To help win support from lawmakers skeptical about voting for the progressive tax amendment, Pritzker in 2019 pushed for the creation of a 90-member Illinois Property Tax Relief Task Force. Some Democrats in the Illinois House had initially indicated they might not support the proposal due to the lack of relief for overburdened property taxpayers, and Pritzker was trying to satisfy their concerns.
However, the task force never issued a final report with recommendations to lower property taxes. Pritzker has signed no legislation that would help local governments structurally reform their biggest cost drivers or place limits on property tax increases. The group’s Republican members refused to sign off on a draft report that mainly rehashed old ideas, said state Rep. Mike Murphy, R-Springfield, a member of the task force. He said substantive ideas were rejected, and the draft contained only vague suggestions.
Without explicit reforms to lower costs to local governments or revenue-limiting measures such as a property tax freeze, there’s no reason to expect higher income taxes would result in lower property taxes. Property taxes fund local government spending, not the state’s. Illinois’ high property taxes are primarily driven by out-of-control pension costs.
In fact, all seven states that do not tax personal income have lower property taxes than Illinois.
Moreover, there is no statistically significant correlation between income tax burdens and property tax burdens across the 50 U.S states. In other words, higher state income taxes are not associated with lower property tax burdens.
Property tax relief was also promised to Connecticut taxpayers, the last state to adopt a progressive tax in 1996, but the promise was broken. Instead, the state’s property tax burden continued to rise at historic rates, increasing 35%. That’s on top of a 13% jump in middle class income taxes under Connecticut’s progressive tax, another broken promise.
The idea that higher income taxes will allow for lower property taxes by increasing state spending on education and funding for local governments is not new. It has not worked out that way in practice.
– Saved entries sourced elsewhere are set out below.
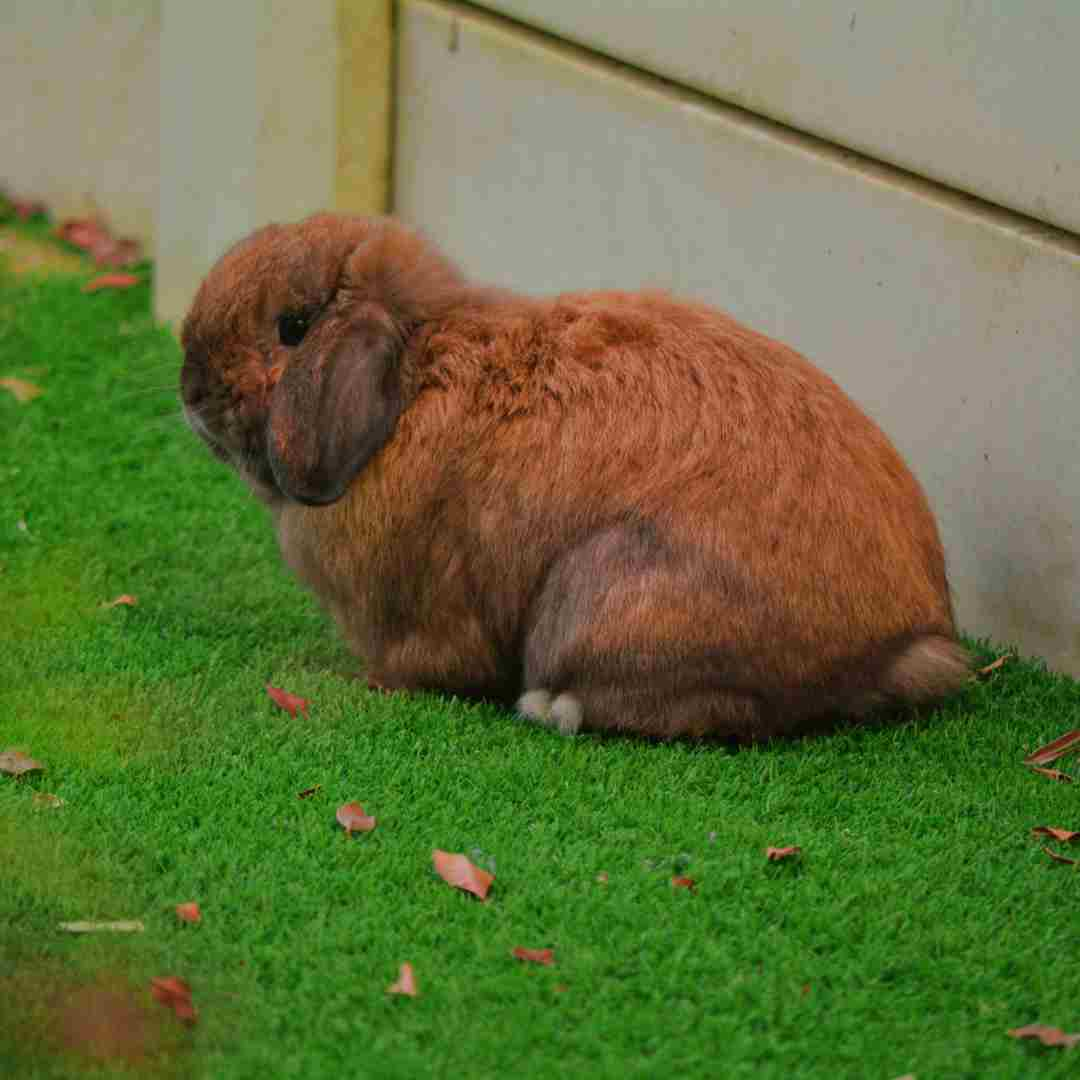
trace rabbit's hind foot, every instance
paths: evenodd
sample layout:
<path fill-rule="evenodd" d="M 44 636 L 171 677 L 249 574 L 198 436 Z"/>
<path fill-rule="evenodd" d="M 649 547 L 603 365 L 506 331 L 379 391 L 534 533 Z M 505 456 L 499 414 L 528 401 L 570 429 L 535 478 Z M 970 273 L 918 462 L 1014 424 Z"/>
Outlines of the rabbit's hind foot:
<path fill-rule="evenodd" d="M 552 697 L 550 690 L 527 690 L 518 698 L 517 711 L 560 735 L 576 735 L 584 719 L 581 702 L 573 694 Z"/>

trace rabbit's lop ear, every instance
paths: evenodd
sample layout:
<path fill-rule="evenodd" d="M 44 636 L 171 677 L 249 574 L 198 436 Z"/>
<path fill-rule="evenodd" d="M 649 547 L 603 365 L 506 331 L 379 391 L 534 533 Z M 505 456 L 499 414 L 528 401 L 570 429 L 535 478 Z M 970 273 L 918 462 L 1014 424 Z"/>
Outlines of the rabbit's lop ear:
<path fill-rule="evenodd" d="M 336 502 L 390 438 L 401 412 L 401 347 L 392 320 L 371 312 L 285 371 L 270 400 L 267 455 L 288 498 Z"/>

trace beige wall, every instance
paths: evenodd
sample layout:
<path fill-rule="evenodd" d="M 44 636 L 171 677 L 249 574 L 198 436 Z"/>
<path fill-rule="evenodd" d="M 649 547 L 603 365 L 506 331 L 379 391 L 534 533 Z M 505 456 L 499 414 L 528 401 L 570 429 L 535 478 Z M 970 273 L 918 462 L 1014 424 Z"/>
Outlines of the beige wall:
<path fill-rule="evenodd" d="M 791 342 L 923 481 L 963 627 L 1080 674 L 1076 237 L 470 9 L 399 33 L 403 216 L 482 279 L 665 286 Z"/>
<path fill-rule="evenodd" d="M 0 184 L 102 212 L 175 322 L 267 221 L 387 207 L 391 0 L 8 0 Z"/>
<path fill-rule="evenodd" d="M 161 0 L 158 312 L 230 244 L 332 204 L 335 0 Z M 212 28 L 213 32 L 208 32 Z"/>
<path fill-rule="evenodd" d="M 0 183 L 152 246 L 160 2 L 4 0 L 0 25 Z"/>
<path fill-rule="evenodd" d="M 161 0 L 158 315 L 269 221 L 386 208 L 389 0 Z M 213 33 L 208 34 L 207 28 Z"/>
<path fill-rule="evenodd" d="M 1076 0 L 481 0 L 480 6 L 1080 230 Z"/>

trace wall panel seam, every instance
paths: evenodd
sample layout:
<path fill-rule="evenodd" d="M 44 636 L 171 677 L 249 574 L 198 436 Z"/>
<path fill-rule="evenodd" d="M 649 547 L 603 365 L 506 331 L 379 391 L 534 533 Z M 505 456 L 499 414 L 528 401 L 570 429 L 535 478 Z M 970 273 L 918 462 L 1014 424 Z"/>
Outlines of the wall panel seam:
<path fill-rule="evenodd" d="M 943 210 L 965 217 L 976 217 L 983 224 L 1019 236 L 1027 242 L 1045 245 L 1064 255 L 1080 259 L 1080 234 L 941 181 L 931 180 L 920 173 L 882 161 L 842 143 L 773 120 L 741 105 L 704 94 L 677 80 L 561 38 L 501 12 L 491 11 L 470 0 L 397 0 L 395 8 L 403 3 L 417 8 L 441 10 L 448 17 L 515 37 L 537 51 L 551 53 L 563 62 L 590 67 L 608 78 L 628 80 L 641 91 L 666 98 L 673 106 L 687 110 L 706 110 L 710 115 L 724 118 L 758 138 L 781 142 L 789 149 L 823 160 L 833 168 L 854 172 L 874 184 L 905 189 L 914 197 L 940 205 Z M 395 40 L 396 37 L 395 34 Z M 396 94 L 394 96 L 397 97 Z"/>

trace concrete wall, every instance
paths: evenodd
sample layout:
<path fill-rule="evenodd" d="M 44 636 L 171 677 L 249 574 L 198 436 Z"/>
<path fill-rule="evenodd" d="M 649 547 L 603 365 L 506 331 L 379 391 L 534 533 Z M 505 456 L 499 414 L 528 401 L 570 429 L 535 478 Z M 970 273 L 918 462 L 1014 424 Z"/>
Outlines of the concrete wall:
<path fill-rule="evenodd" d="M 1075 236 L 472 8 L 407 0 L 398 49 L 402 216 L 483 279 L 795 345 L 927 488 L 964 628 L 1080 674 Z"/>
<path fill-rule="evenodd" d="M 155 234 L 159 0 L 4 0 L 0 183 L 60 216 Z"/>
<path fill-rule="evenodd" d="M 482 0 L 480 6 L 1080 230 L 1075 0 Z"/>
<path fill-rule="evenodd" d="M 183 312 L 235 240 L 332 204 L 334 0 L 161 0 L 157 306 Z M 212 28 L 212 32 L 211 31 Z"/>
<path fill-rule="evenodd" d="M 161 4 L 155 287 L 175 321 L 257 226 L 385 209 L 391 22 L 389 0 Z"/>
<path fill-rule="evenodd" d="M 387 208 L 391 0 L 8 0 L 0 184 L 102 212 L 158 315 L 257 225 Z"/>

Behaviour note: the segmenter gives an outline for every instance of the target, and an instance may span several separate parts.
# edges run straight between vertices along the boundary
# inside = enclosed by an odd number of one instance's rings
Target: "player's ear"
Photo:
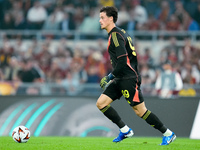
[[[113,21],[113,16],[109,17],[109,20],[112,21],[112,22],[114,22],[114,21]]]

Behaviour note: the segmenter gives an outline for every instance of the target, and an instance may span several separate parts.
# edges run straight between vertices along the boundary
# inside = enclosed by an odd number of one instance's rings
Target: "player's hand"
[[[108,82],[110,81],[108,76],[105,76],[100,81],[100,87],[104,90]]]
[[[100,81],[101,88],[104,90],[106,86],[108,85],[108,83],[114,78],[115,76],[112,73],[110,73],[108,76],[103,77]]]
Education funding is one of the few areas of state spending that increased after adjusting for inflation during the past 20 years, growing 21% in real terms. But that spending was outpaced by a 501% jump in pension spending and a 127% increase in spending on state worker health insurance. Yet from 1996 to 2016, Illinois property taxes rose from around the average for U.S. states to the second highest in the nation despite increased state spending on education.
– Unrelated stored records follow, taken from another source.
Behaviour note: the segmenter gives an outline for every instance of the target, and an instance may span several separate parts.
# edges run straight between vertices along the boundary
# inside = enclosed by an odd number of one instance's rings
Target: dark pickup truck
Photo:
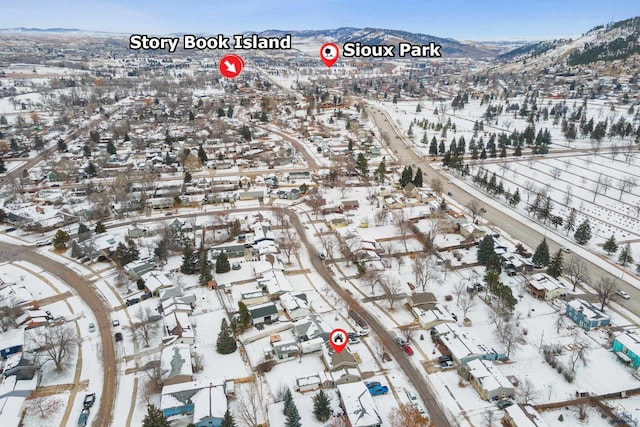
[[[83,402],[84,407],[86,409],[91,408],[93,406],[93,404],[95,403],[95,401],[96,401],[96,394],[95,393],[89,393],[89,394],[85,395],[84,396],[84,402]]]

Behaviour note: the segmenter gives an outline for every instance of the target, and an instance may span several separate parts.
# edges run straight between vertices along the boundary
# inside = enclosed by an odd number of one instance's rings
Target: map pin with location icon
[[[349,335],[344,329],[334,329],[329,334],[329,344],[336,353],[340,353],[347,346]]]
[[[333,64],[336,63],[339,56],[340,51],[338,50],[338,46],[333,43],[325,43],[320,48],[320,59],[322,59],[324,65],[329,68],[331,68]]]

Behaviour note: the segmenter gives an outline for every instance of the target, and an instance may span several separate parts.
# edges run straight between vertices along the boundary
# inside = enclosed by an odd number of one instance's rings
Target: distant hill
[[[530,65],[564,61],[586,65],[640,54],[640,16],[598,25],[575,39],[543,41],[518,47],[498,56],[502,60],[526,60]]]
[[[495,53],[488,47],[477,44],[462,43],[450,38],[442,38],[422,33],[411,33],[401,30],[389,30],[382,28],[353,28],[341,27],[332,30],[266,30],[259,33],[246,32],[245,34],[258,34],[263,37],[283,37],[286,34],[299,41],[301,39],[321,39],[339,44],[347,42],[360,42],[368,45],[394,45],[401,42],[413,44],[429,44],[434,42],[442,46],[442,57],[493,57]]]
[[[77,28],[0,28],[0,33],[81,33]]]

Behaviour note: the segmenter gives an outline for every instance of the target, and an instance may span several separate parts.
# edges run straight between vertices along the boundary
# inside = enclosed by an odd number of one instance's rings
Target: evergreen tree
[[[509,204],[515,208],[518,206],[518,203],[520,203],[520,189],[516,187],[515,193],[509,198]]]
[[[631,244],[627,242],[626,245],[622,247],[620,250],[620,256],[618,257],[618,262],[625,266],[629,263],[633,263],[633,255],[631,253]]]
[[[405,166],[402,169],[402,174],[400,175],[400,187],[404,188],[405,185],[410,183],[413,180],[413,168],[411,166]]]
[[[191,180],[192,180],[192,179],[193,179],[193,177],[191,176],[191,172],[186,171],[186,172],[184,173],[184,183],[185,183],[185,184],[188,184],[188,183],[190,183],[190,182],[191,182]]]
[[[269,119],[267,118],[267,113],[265,113],[264,111],[262,112],[262,114],[260,114],[260,121],[262,123],[266,123],[269,121]]]
[[[191,243],[187,243],[182,249],[182,265],[180,272],[182,274],[193,274],[196,271],[196,254],[193,251]]]
[[[423,185],[423,176],[422,176],[422,169],[418,168],[418,170],[416,170],[416,176],[413,178],[413,185],[415,185],[418,188],[421,188]]]
[[[231,264],[229,264],[229,258],[225,252],[220,253],[216,258],[216,273],[226,273],[231,271]]]
[[[222,319],[220,325],[220,333],[218,334],[218,340],[216,341],[216,351],[220,354],[231,354],[238,348],[236,339],[233,337],[233,331],[227,322],[227,319]]]
[[[385,159],[383,157],[382,161],[380,161],[380,164],[376,168],[376,170],[373,173],[373,175],[374,175],[374,178],[375,178],[376,182],[378,184],[382,184],[384,182],[386,174],[387,174],[387,166],[386,166],[386,163],[385,163]]]
[[[67,248],[67,242],[69,241],[71,237],[69,236],[69,233],[67,233],[64,230],[58,230],[58,232],[56,233],[55,236],[53,236],[53,247],[56,249],[66,249]]]
[[[327,421],[331,417],[331,402],[324,390],[313,396],[313,415],[318,421]]]
[[[211,280],[213,280],[213,276],[211,275],[211,261],[209,261],[209,256],[207,250],[204,246],[200,247],[200,251],[198,251],[198,270],[200,272],[200,277],[198,278],[198,283],[201,285],[206,285]]]
[[[80,228],[80,227],[78,227],[78,228]],[[106,233],[107,232],[107,227],[105,227],[105,225],[102,223],[102,221],[98,221],[96,223],[96,228],[93,231],[95,231],[96,234]]]
[[[218,117],[224,117],[224,108],[222,107],[218,108]]]
[[[495,253],[493,236],[487,234],[480,240],[478,244],[478,262],[486,264],[492,253]]]
[[[434,136],[431,138],[431,144],[429,145],[429,154],[432,156],[438,155],[438,140]]]
[[[284,405],[282,407],[282,413],[286,415],[287,412],[293,406],[293,396],[291,395],[291,390],[289,387],[284,391]]]
[[[118,150],[116,149],[116,146],[113,145],[113,141],[109,140],[109,142],[107,142],[107,153],[109,153],[110,155],[116,154],[118,152]]]
[[[204,150],[204,147],[202,146],[202,144],[200,144],[200,146],[198,147],[198,159],[200,159],[201,165],[206,164],[207,160],[209,160],[209,157],[207,156],[207,152]]]
[[[480,153],[480,158],[482,160],[487,158],[487,150],[485,150],[484,148],[482,149],[482,152]]]
[[[567,214],[567,219],[564,221],[564,227],[562,227],[567,233],[576,229],[576,210],[571,208]]]
[[[247,305],[242,301],[238,302],[238,323],[242,328],[247,328],[251,325],[251,313],[249,313]]]
[[[285,427],[302,427],[302,424],[300,424],[300,413],[298,412],[298,407],[295,403],[291,404],[291,407],[285,415]]]
[[[229,105],[229,108],[227,108],[227,117],[229,117],[230,119],[233,118],[233,107],[231,105]]]
[[[444,148],[444,141],[440,141],[440,144],[438,144],[438,154],[444,156],[444,153],[446,153],[446,151],[447,150]]]
[[[358,157],[356,158],[356,168],[358,168],[358,171],[362,176],[367,176],[369,173],[369,164],[363,153],[358,153]]]
[[[87,166],[87,175],[93,177],[98,174],[98,170],[96,169],[96,165],[93,162],[89,162],[89,166]]]
[[[534,265],[548,265],[549,264],[549,245],[547,239],[542,239],[542,242],[538,245],[531,261]]]
[[[584,245],[589,240],[591,240],[591,224],[588,219],[582,221],[582,223],[576,229],[576,232],[573,234],[573,238],[576,239],[581,245]]]
[[[80,240],[81,242],[84,242],[90,236],[91,236],[91,230],[89,230],[89,227],[87,227],[84,222],[81,222],[78,225],[78,240]]]
[[[608,255],[611,255],[612,253],[618,251],[618,244],[616,243],[616,238],[613,233],[611,234],[611,237],[609,237],[607,241],[604,242],[602,248],[607,252]]]
[[[231,412],[229,412],[229,409],[224,412],[224,418],[222,418],[222,424],[220,424],[220,427],[236,427],[236,422],[233,419]]]
[[[564,257],[562,256],[562,249],[558,249],[558,252],[553,255],[549,262],[547,274],[555,278],[562,276],[563,263]]]
[[[155,405],[147,406],[147,415],[142,420],[142,427],[171,427],[167,417]]]
[[[502,258],[500,258],[500,255],[495,253],[495,251],[489,254],[489,259],[487,259],[486,264],[486,271],[487,273],[494,273],[497,275],[502,273]]]
[[[196,119],[196,116],[193,114],[193,111],[189,110],[189,121],[192,122]]]

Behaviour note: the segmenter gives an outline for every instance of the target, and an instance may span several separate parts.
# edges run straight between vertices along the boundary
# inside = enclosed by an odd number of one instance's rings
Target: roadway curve
[[[94,291],[89,282],[80,277],[69,267],[60,264],[51,258],[34,252],[32,248],[12,245],[0,242],[0,250],[3,254],[3,261],[26,261],[35,264],[57,276],[68,286],[73,288],[76,294],[93,311],[98,324],[98,331],[102,340],[102,364],[104,381],[102,383],[102,394],[100,395],[100,406],[98,413],[93,417],[93,427],[109,427],[112,421],[113,404],[116,395],[117,374],[116,353],[111,339],[111,309],[105,305],[102,299]],[[85,355],[84,357],[97,357],[98,355]]]
[[[380,129],[381,132],[388,132],[389,135],[392,136],[391,138],[389,138],[389,146],[394,150],[399,160],[403,164],[416,164],[418,166],[421,166],[423,172],[426,171],[425,182],[428,182],[427,179],[436,177],[440,178],[443,184],[443,192],[445,194],[451,192],[452,196],[449,197],[454,199],[462,206],[468,205],[471,200],[478,200],[481,204],[483,204],[484,208],[487,211],[483,214],[485,218],[491,218],[492,224],[495,224],[500,229],[506,231],[514,239],[519,240],[530,248],[537,247],[545,237],[547,239],[547,242],[549,243],[549,251],[551,253],[557,251],[561,247],[572,248],[574,251],[572,256],[578,257],[584,262],[588,271],[587,277],[591,278],[591,280],[593,281],[592,284],[595,284],[595,280],[600,277],[607,277],[613,280],[617,284],[619,289],[624,290],[631,296],[631,299],[624,301],[619,300],[617,302],[624,308],[633,312],[635,315],[640,314],[640,289],[632,286],[625,281],[620,280],[620,278],[624,276],[623,271],[620,271],[618,275],[611,274],[609,271],[591,262],[588,257],[580,255],[580,253],[582,252],[590,252],[588,251],[588,249],[577,245],[571,240],[565,239],[562,236],[553,233],[553,231],[551,230],[546,234],[540,233],[529,225],[529,222],[531,221],[530,218],[527,218],[517,211],[507,208],[506,206],[502,206],[500,202],[482,194],[480,190],[476,190],[477,192],[471,193],[467,191],[468,187],[456,185],[456,180],[450,181],[450,176],[446,172],[432,167],[431,161],[425,161],[425,158],[429,157],[423,158],[411,149],[411,147],[405,141],[405,138],[398,127],[393,123],[393,120],[385,111],[371,104],[367,106],[367,111],[371,113],[370,116],[374,120],[378,129]],[[425,169],[425,166],[427,166],[429,169]],[[500,208],[496,208],[495,205],[501,206]],[[565,262],[566,258],[568,257],[565,255]],[[617,268],[615,266],[612,267]],[[627,272],[626,276],[633,277],[633,275],[629,272]],[[585,291],[588,292],[588,290]]]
State income tax hikes in 2011 and 2017, along with a new school funding formula in 2017 that provided $350 million in annual increases for state education spending, have not delivered any property tax relief.
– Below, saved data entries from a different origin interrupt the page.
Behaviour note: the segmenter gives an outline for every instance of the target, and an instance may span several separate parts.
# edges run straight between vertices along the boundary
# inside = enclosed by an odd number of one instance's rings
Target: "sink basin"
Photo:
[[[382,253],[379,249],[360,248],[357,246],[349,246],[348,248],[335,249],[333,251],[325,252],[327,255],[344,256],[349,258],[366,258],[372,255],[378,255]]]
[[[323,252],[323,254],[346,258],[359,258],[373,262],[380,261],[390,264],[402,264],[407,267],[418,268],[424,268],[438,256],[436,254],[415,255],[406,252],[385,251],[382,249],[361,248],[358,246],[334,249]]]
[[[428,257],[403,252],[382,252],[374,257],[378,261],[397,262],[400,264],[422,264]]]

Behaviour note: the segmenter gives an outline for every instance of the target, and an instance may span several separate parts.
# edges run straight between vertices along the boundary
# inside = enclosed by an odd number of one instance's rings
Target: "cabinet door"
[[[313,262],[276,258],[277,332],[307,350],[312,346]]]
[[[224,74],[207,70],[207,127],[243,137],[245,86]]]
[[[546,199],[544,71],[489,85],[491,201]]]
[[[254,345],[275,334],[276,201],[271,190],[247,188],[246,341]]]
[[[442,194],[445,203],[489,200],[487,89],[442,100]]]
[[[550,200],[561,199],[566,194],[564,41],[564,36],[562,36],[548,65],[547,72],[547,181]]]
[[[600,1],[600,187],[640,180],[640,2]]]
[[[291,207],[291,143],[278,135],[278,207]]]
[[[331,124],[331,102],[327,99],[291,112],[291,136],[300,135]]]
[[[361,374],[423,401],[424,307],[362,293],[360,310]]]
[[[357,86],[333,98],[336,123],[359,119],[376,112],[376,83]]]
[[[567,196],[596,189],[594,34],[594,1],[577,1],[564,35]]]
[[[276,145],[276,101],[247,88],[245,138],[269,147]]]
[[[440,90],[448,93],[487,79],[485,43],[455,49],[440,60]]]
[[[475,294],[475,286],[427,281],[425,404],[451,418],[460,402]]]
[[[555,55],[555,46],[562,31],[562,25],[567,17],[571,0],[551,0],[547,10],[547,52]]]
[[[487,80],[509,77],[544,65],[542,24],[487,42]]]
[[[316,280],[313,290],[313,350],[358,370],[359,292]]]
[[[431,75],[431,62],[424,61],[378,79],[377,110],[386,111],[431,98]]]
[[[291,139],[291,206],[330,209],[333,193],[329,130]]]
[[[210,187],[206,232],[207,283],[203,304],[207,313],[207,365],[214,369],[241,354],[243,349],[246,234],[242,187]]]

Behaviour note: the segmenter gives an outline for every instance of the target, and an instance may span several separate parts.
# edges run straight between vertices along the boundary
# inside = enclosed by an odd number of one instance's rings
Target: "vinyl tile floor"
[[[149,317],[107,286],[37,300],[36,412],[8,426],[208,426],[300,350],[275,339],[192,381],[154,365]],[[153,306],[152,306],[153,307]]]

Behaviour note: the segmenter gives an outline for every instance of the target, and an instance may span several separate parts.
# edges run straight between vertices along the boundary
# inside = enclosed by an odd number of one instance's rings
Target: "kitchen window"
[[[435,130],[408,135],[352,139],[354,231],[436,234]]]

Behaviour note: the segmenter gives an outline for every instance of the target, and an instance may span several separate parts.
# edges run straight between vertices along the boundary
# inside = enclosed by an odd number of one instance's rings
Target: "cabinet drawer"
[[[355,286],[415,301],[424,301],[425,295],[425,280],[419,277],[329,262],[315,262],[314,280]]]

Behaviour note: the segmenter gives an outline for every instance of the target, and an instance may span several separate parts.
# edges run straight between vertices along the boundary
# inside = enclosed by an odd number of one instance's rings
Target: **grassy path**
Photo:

To achieve real property tax relief, Illinois must pursue structural spending reforms that lower the cost of local government, not income tax hikes. The progressive income tax doesn’t even raise enough revenue to close the state’s structural deficit, according to S&P Global Ratings, let alone solve local governments’ financial problems.
Efforts to reduce redundant and overly expensive bureaucracy in Illinois school districts could save taxpayers $708 million in unnecessary costs if they reduced administrative spending to the national average. Those savings could be reinvested in classrooms to improve student outcomes or returned to overburdened property taxpayers. Consolidation of Illinois’ 7,000 units of local government, the most in the nation, would also provide meaningful relief.
Ultimately, lowering property taxes enough to make the state competitive will require amending the Illinois Constitution to allow for real pension reform to solve the local pension crisis. Chicago alone has more pension debt than 44 U.S. states. At least 20 midsized cities, with populations around 25,000, have at least one public safety pension fund that is less than 50% funded. Pension debt per capita in those cities ranges from around $1,800 in Carbondale to nearly $5,600 in Melrose Park.
If voters approve Pritzker’s “fair tax” amendment on Nov. 3, they’ll be granting permanent new taxing powers to Springfield politicians that will make it easier to raise taxes on the middle class and to start taxing retirement income. In return for these powers to raise everyone’s taxes more easily in the future, proponents of the progressive tax are offering only empty promises. They are offering no solid property tax relief.
“Fair tax” backers have already been caught using various types of misleading information to promote the tax increase. A Pritzker-funded group paid over $10,000 to promote a fake tweet on social media, for example. Three Cook County retirees and the Illinois Policy Institute filed a lawsuit over the misleading language being presented to voters on the ballot, which reads like an advertisement in favor of the amendment rather than the neutral explanation required by law.
Claiming the “fair tax” will lower property taxes is yet another in dishonest claim.